Ampakines alleviate respiratory depression in rats

Jun Ren, Betty Y Poon, Yun Tang, Gregory D Funk, John J Greer
American Journal of Respiratory and Critical Care Medicine 2006 December 15, 174 (12): 1384-91

RATIONALE: There is a need for improved therapeutic interventions to treat both drug- and sleep-induced respiratory depression. Increased understanding of the neurochemical control of respiration will help identify a basis for advances. Activation of alpha-amino-3-hydroxy-5-methyl-4-isoxazolepropionic acid (AMPA)-type glutamate receptors positively modulates respiratory drive and rhythmogenesis in several brain regions including the pre-Bötzinger complex. Ampakines are a diverse group of small molecules that activate subsets of these receptors.

OBJECTIVE: We determined whether the ampakine CX546 would enhance respiratory drive and rhythmogenesis across various stages of development and whether this ampakine could counter opioid- and barbiturate-induced respiratory depression.

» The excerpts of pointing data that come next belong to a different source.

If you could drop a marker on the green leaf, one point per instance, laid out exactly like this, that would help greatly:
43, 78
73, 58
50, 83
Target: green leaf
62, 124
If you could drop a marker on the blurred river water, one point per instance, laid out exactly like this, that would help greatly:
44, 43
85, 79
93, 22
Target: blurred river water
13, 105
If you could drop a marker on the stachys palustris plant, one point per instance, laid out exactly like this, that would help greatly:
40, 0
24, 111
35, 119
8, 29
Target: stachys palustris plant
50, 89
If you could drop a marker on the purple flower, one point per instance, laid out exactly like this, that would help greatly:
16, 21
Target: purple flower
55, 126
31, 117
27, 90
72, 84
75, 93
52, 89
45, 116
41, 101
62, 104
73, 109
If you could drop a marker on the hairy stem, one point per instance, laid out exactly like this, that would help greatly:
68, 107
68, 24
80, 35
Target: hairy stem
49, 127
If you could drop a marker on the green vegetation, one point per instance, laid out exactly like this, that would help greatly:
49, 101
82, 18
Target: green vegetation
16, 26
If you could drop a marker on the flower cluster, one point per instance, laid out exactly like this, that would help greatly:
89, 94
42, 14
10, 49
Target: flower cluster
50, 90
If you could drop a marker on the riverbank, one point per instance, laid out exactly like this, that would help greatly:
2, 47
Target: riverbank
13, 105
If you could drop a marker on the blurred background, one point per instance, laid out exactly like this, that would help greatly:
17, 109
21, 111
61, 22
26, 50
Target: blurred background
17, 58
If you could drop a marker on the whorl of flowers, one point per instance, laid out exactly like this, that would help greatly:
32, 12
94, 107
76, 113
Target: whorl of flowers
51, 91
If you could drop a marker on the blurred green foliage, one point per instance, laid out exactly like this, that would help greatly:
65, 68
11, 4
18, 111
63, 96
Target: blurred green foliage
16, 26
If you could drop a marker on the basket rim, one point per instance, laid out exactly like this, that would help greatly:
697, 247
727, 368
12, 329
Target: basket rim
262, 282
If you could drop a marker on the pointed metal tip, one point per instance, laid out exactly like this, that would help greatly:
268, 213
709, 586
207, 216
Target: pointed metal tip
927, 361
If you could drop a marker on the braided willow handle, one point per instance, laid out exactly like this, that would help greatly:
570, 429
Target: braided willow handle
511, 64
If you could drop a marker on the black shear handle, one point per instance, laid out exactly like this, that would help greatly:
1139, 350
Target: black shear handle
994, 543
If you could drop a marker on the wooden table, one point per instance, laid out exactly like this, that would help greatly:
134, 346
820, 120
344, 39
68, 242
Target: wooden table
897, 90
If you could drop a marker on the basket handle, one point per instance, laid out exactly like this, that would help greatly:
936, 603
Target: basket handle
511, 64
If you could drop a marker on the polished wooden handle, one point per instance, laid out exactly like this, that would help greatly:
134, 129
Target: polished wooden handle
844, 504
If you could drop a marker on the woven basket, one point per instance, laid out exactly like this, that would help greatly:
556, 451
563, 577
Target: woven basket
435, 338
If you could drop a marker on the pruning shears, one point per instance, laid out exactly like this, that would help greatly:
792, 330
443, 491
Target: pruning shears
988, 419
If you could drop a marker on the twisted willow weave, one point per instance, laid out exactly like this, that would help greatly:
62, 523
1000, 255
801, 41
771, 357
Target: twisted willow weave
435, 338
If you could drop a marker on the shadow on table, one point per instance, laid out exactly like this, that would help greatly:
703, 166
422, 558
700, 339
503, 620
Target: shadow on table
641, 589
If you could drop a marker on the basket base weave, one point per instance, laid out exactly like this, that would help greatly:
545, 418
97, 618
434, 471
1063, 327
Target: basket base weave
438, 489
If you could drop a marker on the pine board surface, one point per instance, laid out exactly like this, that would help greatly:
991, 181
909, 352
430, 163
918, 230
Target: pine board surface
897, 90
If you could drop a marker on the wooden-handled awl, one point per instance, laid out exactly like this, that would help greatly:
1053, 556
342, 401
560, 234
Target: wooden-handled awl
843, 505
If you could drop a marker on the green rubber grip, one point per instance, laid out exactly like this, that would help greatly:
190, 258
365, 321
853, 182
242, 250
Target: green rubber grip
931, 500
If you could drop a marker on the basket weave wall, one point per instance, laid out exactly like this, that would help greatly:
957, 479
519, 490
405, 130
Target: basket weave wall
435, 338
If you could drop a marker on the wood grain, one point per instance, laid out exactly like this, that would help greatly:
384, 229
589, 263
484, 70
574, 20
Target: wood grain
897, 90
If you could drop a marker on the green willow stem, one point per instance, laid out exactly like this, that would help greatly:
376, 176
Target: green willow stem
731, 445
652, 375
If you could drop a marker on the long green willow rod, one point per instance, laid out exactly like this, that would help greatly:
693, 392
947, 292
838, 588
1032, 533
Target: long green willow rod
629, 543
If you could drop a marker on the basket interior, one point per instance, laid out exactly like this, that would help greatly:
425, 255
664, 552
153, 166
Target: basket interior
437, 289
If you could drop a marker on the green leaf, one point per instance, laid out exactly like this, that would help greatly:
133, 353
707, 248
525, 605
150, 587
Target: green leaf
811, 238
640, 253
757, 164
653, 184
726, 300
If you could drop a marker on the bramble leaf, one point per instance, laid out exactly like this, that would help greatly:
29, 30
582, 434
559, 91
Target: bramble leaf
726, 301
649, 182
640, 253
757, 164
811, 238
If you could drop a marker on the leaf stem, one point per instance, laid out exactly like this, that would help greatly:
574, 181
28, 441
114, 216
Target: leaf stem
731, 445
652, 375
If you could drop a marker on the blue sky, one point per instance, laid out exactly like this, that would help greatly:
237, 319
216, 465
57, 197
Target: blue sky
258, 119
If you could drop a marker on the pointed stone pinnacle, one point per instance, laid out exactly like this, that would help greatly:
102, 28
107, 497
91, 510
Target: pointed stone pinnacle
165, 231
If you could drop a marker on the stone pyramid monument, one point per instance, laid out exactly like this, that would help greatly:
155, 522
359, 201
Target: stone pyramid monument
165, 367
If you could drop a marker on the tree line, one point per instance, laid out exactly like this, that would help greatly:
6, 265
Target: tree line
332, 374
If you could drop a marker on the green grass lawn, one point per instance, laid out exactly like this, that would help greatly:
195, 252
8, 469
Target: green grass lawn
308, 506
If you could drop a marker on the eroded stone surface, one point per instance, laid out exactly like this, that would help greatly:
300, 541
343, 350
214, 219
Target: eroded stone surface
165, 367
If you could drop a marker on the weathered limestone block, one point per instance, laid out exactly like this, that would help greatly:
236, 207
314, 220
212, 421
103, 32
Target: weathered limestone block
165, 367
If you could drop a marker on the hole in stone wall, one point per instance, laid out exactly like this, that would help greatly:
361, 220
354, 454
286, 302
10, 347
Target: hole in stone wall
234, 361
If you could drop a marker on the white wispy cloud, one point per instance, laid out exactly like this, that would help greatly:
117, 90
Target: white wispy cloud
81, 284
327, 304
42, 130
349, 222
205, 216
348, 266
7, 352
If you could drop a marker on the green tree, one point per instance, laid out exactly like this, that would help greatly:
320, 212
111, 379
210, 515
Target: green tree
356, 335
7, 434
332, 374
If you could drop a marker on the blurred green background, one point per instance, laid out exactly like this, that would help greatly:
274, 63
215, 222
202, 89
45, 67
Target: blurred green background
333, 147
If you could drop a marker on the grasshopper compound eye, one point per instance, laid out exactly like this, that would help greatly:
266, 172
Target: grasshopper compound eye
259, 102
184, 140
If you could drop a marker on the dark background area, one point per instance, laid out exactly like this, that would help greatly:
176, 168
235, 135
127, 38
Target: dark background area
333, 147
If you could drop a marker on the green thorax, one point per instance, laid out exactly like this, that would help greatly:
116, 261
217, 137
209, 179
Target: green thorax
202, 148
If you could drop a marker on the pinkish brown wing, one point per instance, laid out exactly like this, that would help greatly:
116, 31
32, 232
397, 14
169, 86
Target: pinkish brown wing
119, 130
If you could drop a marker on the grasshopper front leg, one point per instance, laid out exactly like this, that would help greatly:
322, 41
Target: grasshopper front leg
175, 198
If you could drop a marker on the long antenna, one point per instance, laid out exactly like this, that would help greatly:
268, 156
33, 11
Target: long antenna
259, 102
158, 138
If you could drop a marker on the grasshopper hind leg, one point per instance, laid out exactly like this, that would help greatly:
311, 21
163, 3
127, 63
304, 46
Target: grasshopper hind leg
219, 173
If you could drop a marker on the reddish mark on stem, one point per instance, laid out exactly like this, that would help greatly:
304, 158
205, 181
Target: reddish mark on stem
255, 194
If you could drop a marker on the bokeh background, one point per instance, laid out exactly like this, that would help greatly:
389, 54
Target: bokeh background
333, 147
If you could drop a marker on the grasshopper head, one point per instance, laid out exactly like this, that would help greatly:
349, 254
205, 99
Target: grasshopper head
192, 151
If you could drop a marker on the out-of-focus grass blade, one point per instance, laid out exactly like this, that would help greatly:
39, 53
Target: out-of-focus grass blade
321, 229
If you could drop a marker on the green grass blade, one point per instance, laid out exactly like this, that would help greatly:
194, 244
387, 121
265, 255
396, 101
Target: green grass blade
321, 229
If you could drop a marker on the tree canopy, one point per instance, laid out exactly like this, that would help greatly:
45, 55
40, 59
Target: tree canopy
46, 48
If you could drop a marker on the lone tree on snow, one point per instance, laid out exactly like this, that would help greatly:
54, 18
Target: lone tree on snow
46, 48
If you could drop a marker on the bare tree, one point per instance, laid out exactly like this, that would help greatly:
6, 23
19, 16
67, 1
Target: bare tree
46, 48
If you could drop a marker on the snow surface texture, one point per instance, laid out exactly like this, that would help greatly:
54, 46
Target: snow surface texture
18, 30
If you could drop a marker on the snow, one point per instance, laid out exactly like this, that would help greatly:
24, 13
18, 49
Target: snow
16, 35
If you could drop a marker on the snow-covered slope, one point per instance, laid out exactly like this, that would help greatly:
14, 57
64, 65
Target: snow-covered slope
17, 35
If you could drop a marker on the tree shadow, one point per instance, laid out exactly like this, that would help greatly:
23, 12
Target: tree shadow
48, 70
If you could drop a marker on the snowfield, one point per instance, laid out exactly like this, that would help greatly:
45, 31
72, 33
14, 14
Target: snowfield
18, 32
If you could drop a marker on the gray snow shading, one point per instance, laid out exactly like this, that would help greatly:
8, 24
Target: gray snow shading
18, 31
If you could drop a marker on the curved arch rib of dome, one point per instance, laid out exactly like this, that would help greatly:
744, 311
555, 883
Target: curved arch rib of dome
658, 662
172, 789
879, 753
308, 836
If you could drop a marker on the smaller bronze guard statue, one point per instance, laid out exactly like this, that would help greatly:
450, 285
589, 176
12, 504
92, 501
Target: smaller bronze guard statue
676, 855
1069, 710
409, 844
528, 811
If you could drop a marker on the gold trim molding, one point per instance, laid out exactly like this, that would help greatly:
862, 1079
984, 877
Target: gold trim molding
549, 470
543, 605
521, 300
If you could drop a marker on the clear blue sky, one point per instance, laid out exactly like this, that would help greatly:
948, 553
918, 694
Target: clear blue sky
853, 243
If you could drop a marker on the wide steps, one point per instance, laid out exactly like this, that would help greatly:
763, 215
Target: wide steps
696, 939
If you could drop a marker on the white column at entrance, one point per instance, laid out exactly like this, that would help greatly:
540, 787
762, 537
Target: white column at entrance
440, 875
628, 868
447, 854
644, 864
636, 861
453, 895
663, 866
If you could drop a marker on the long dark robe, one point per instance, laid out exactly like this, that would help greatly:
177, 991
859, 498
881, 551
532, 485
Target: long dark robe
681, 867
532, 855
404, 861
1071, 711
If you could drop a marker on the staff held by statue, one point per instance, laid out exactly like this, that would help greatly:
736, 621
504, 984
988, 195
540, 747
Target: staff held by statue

METHODS: Respiratory frequency and amplitude were measured in the following rat models: (1) perinatal in vitro brainstem-spinal cord, (2) neonatal in vitro medullary slice, (3) juvenile in situ perfused, working heart-brainstem preparation, and (4) newborn and adult in vivo.

RESULTS: Administration of CX546 stimulated baseline respiratory frequency in perinatal in vitro preparations but not in older animals (greater than Postnatal Day 0). Furthermore, pharmacologic depression of respiratory frequency and amplitude was countered at all ages studied by the administration of CX546 in vitro, in situ, and in vivo. Significantly, CX546 countered opioid-induced breathing depression in all preparations, without altering analgesia as assessed by measuring the time to foot withdrawal in response to a thermal stimulus.

CONCLUSIONS: CX546 effectively reverses opioid- and barbiturate-induced respiratory depression without reversing the analgesic response. These studies suggest that ampakines may be useful in preventing or reversing opioid-induced respiratory depression and identify the potential of ampakines for alleviating other forms of respiratory depression including sedative use and sleep apnea.